Here's one thing the public purse gave to the Clinton foundation:

https://nypost.com/2016/10/02/bill-clintons-executive-suite-...

(Of course the real power behind money isn't the money itself, the ownership, but the power to use it. So for taxpayer's money, the power comes from the mayor, governor or president and to a lesser extent congress/senate and their lower level equivalents. For companies the power behind the money is management/directors/CEO, and to a (much) lesser extent shareholders. So one should always make the distinction between ownership and the ability to control something. The control is much better than ownership, for one thing, control is not taxed)

And before you say "but that's the president". Well we know about Bill Clinton, don't we. He's the sort of man that forces people in his employ to service him sexually. So clearly, he's the sort of guy that takes "one service for another" pretty damn (in fact illegally) far.

Now you can say "but Bush, and Obama (and even Trump) are better than that". Perhaps, but first, not likely, and secondly even if it's just the one, the results will be similar, perhaps a bit more limited in time at best.

One wonders just what level of favor that buys, but it must have been ... well let's say at least $20 million worth of favor. If you can put a price on it at all, as this is a property that doesn't get taxed, even gets maintained and serviced by the government for free and normally wouldn't be available at all.
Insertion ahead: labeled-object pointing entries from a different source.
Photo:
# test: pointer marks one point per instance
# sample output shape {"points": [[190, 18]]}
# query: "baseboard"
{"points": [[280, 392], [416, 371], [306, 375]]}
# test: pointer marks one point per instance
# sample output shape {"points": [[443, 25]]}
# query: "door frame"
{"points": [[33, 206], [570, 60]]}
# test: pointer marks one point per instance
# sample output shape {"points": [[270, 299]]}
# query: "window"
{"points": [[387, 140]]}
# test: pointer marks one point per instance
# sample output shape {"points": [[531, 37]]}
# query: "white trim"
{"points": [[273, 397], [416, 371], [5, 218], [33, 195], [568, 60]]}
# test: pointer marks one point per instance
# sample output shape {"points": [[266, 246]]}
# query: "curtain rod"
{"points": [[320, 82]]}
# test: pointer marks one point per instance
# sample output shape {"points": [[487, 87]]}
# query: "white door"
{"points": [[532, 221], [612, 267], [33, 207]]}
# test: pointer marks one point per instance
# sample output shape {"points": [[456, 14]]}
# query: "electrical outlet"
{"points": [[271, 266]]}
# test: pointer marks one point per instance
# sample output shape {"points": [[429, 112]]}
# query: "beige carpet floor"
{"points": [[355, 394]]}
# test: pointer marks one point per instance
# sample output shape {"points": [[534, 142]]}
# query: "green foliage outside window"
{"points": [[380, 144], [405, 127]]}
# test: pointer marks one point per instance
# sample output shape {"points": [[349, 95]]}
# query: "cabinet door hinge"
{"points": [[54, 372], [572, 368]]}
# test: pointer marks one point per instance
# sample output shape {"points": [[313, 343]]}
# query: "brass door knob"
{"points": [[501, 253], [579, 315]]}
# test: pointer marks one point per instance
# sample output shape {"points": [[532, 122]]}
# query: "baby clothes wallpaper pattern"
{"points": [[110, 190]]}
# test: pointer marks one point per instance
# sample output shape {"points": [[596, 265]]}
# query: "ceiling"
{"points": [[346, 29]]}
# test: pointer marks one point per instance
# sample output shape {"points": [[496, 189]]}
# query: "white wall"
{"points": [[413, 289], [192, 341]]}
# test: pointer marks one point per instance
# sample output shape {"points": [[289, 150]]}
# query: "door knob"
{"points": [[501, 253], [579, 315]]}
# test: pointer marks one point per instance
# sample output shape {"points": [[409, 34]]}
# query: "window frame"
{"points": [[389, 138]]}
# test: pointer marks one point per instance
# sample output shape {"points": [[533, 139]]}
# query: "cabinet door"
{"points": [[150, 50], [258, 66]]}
So that price is the cost price of this thing, actually buying this as a private individual would have been at the very least 10 times that.

What do you mean, “the public purse”? That was funded entirely with donations.
https://en.wikipedia.org/wiki/Clinton_Presidential_Center

So $165 million, firstly $11.5 million directly from the local government, > 10% from foreign governments, and several high 6 figure "donations" from people he pardoned (on top of those people paying "consultation fees" to close family members of the Clintons).

I probably should have said "by the public purse, among others".